How to squeeze conv-bn-relu operation for saving memory when training?

Hello.
I am training a large network which comsumes large gpu memory.
Is there any stratey to reduce the memory by squeeze the conv-bn-relu operation?
If we treat these operation as one functional, then many intermediate results have no need to be cached.
Any suggestion ?
Thanks!

1 Like

The thing is that for example the conv needs it’s output’s value to compute the backward. So even if you consider these as a single op, if you want maximum speed, you will need to save this Tensor.
If you are ready to trade off some speed for memory, you can use the checkpointing tool that will reduce the memory usage (but will slow down the backward).

Thanks for your reply. I am not sure if I call relu with inplace=True, whether it will not cache the input tensor for backward.

Yes if you use inplace, then the input and output will actually be the same Tensor. But since the batchnorm op does not need it’s output value to compute gradients, that’s fine.

I have a question here. If we don’t cache input of the relu, how can it figure out which one of input if larger than zero to backward the gradient right ?

All the ones that are exactly 0 used to be negative. No need to keep the original value !

Sorry maybe I have some misunderstanding. So relu still needs to save output for backward ?

relu when you set inplace=True will write it’s output inside the input.
So yes it will save its output but its output is actually the same Tensor as its input. So no extra memory is needed.

I got your point. Thank you for the explaination.

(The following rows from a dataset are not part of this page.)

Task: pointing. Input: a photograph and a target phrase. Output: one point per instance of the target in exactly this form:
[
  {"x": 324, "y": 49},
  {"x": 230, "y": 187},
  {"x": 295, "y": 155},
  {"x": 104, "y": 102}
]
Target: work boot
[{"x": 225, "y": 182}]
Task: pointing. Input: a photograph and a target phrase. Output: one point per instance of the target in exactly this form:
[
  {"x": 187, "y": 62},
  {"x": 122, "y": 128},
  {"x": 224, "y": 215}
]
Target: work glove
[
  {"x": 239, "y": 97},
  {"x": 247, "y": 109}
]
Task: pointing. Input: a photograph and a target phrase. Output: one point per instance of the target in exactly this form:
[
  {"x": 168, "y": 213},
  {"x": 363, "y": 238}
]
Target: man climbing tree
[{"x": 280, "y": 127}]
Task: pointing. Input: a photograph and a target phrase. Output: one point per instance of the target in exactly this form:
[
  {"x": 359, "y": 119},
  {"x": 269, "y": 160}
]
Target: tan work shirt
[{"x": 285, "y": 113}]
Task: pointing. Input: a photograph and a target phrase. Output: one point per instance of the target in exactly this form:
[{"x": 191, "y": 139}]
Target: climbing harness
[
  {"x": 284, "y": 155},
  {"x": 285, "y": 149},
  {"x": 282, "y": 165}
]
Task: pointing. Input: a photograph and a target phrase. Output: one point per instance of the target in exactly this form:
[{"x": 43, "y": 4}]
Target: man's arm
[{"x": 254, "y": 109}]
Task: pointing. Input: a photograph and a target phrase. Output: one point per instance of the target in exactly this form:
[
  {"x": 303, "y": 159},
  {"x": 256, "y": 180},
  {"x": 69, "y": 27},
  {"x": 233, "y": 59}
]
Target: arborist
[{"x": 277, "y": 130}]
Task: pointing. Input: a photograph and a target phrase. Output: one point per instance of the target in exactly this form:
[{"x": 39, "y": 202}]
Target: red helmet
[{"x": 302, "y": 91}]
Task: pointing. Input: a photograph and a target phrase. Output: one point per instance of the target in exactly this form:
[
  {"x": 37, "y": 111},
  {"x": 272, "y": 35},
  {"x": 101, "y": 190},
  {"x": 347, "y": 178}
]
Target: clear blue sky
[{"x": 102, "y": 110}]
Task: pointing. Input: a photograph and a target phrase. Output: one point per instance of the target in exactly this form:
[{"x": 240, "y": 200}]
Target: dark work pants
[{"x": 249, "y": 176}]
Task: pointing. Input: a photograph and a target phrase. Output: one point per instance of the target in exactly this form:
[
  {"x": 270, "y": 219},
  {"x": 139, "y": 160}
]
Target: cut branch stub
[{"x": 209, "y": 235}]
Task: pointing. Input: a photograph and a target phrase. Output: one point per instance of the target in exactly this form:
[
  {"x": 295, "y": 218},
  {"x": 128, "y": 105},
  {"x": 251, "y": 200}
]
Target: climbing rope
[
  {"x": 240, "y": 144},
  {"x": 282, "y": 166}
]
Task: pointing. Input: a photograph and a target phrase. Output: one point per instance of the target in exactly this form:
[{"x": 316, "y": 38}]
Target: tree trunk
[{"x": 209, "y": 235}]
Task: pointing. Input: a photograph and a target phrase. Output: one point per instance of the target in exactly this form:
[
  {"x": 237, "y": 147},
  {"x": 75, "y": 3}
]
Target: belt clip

I found that there is still possible to reduce the memory which is a little similar to gradient checkpoint. This paper proposes inplace activated batchnorm, which only need to save the ouput for backward. While using imperative PyTorch implementation bn + relu need to save two tensor for bn and relu respectively, that method only need to save one tensor. Nevertheless, it demand the activation function to be invertible, which is not the case for relu… But leaky relu supports it.